Efficient Agent Training for Computer Use
Yanheng He, Jiahe Jin, Pengfei Liu
TL;DR
PC Agent-E tackles the data bottleneck in building human-like computer-use agents by starting from a small set of authentic Windows trajectories and enriching them with AI-driven, diverse action decisions via Trajectory Boost. The approach combines Thought Completion with a simple end-to-end ReAct-style training scaffold to produce a high-quality, data-efficient agent trained on 27k augmented instances, achieving a 141% improvement over a strong baseline and surpassing Claude 3.7 Sonnet with thinking on WindowsAgentArena-V2, while demonstrating cross-platform generalization to OSWorld. The creation of WindowsAgentArena-V2 addresses evaluation pitfalls and infeasibilities, enabling fair comparisons. Overall, the work demonstrates that strong computer-use capabilities can be elicited from a compact, high-quality trajectory dataset, highlighting the promise of data-efficient native agent training and paving the way for RL and SFT collaboration in long-horizon GUI tasks.
Abstract
Scaling up high-quality trajectory data has long been a critical bottleneck for developing human-like computer use agents.
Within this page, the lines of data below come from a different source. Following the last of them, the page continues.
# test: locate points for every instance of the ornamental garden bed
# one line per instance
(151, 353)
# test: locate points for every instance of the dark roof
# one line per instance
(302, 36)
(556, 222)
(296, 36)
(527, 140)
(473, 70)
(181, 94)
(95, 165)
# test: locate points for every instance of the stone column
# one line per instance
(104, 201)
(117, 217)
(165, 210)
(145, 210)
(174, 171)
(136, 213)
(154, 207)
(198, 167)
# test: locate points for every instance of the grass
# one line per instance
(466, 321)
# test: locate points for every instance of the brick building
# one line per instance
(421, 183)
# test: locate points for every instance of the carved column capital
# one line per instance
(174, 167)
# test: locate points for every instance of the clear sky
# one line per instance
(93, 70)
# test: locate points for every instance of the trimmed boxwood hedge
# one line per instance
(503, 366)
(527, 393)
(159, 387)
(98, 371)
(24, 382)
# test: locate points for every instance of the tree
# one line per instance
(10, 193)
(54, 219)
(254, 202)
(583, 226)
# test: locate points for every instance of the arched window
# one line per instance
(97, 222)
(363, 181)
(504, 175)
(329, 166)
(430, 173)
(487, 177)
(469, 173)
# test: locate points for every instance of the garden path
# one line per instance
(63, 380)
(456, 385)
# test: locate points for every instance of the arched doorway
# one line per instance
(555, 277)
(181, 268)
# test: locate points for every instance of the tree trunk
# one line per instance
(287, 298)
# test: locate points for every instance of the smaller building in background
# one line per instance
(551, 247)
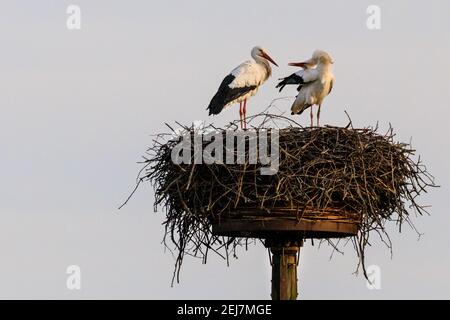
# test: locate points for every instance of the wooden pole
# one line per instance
(284, 268)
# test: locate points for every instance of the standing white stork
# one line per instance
(242, 83)
(314, 84)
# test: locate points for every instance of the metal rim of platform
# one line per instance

We introduce PC Agent-E, an efficient agent training framework that significantly reduces reliance on large-scale human demonstrations. Starting with just 312 human-annotated computer use trajectories, we further improved data quality by synthesizing diverse action decisions with Claude 3.7 Sonnet. Trained on these enriched trajectories, our PC Agent-E model achieved a remarkable 141% relative improvement, surpassing the strong Claude 3.7 Sonnet with extended thinking on WindowsAgentArena-V2, an improved benchmark we also released. Furthermore, PC Agent-E demonstrates strong generalizability to different operating systems on OSWorld. Our findings suggest that strong computer use capabilities can be stimulated from a small amount of high-quality trajectory data.